Sunday, September 02, 2012

Man of Cinema’s One Night Stand


Would Pierre Rissient have championed this film if someone else directed it?  The celebrated film critic, publicist, distributor, and exhibitor was already the special guest at this year’s San Francisco International Film Festival and the upcoming 2012 New York Film Festival will pay tribute to his curatorial eye with a special sidebar of films he programmed at the Cinema Mac Mahon.  On rare occasions, the “Man of Cinema” has stepped behind the camera, with mixed (if politely received) results.  At least one such foray can be reevaluated in light of his year of festival fêtes, since Rissient’s One Night Stand (a.k.a. Alibis) was relatively recently released on DVD by Pathfinder Entertainment.

Paul Rand is not a happy person.  After his ex-wife Sonya attempts suicide, he comes to Hong Kong out of a vague sense of obligation, but it is unclear what he expects to accomplish.  Although a translator by trade, French is Rand’s language not Chinese, so he will be dependent of members of the comatose Sonya’s circle during his visit.  This will include the career driven Sandy Lun, who thinks very little of him and Anya, who always carried a torch for the American during her time in the States.  The one thing not specifically on the agenda is getting to know his daughter Amanda, which is probably just as well for her.

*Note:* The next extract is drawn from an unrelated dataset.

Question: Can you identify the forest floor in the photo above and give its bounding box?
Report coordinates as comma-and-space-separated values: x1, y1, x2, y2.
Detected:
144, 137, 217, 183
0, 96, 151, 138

Rand appears to have translated a bit too much Baudelaire.  He has an annoying habit of mixing lyric poetry quotations with highly vulgar comments.  The exoticism of HK is not lost on him, but he kicks off his visit by sexually humiliating a middle-aged French woman also staying in his hotel.  (One has to wonder just what French actress might have inspired this rather nasty scene.)  In fact, Rissient, or his co-writers Kenneth White and Alfred Eibel, exhibit an unhealthy fixation on non-traditional intercourse in several scenes.

Indeed, parallels with Bertolucci’s Last Tango in Paris (from five years earlier) can be seen throughout Stand.  Shrewdly though, Rissient never lets the Hong Kong backdrop go to waste in the less claustrophobic later film.  He also uses more compelling foils for Rand than the problematically submissive Maria Schneider opposite Brando.  None other than Betty Ting Pei, in whose apartment Bruce Lee breathed his last terrestrial breath, appears as Anya, a sexually confident and altogether modern woman.  However, Rand more or less meets his match in Ms. Lun, sensitively portrayed by Mei Fang.  In contrast, the accomplished Marie Däems (who co-starred with Yul Brynner in The Journey) really gets the shaft as the poorly treated “Collette the Countessa.”

In the lead, Richard Jordan might be no Brando as Rand, but that is not all bad.  While his character is rather erratic, Jordan holds onto his center (self-loathing) and guts it out.  Rounding out the men, Kenneth Tsang (billed as Tsang Kong) brings a welcome dose of roguish verve to the film as Arthur, Rand’s newfound friend with dubious ethics but plenty of connections.

Tonally, Stand is a rather odd film.  It feels like an art-cinema auteur remade a naughty Emmanuelle movie with all the sex scenes minimized, but with cruder dialogue.  While there are some memorable performances from the Hong Kong cast, it suggests the one-time assistant director on Breathless found his proper role in cinema outside the director’s chair. Still, just the combination of Rissient and Shaw Brothers alumnus Betty Ting Pei makes One Night Stand forever noteworthy.  For the curious, it is now available at all online retailers from Pathfinder Entertainment.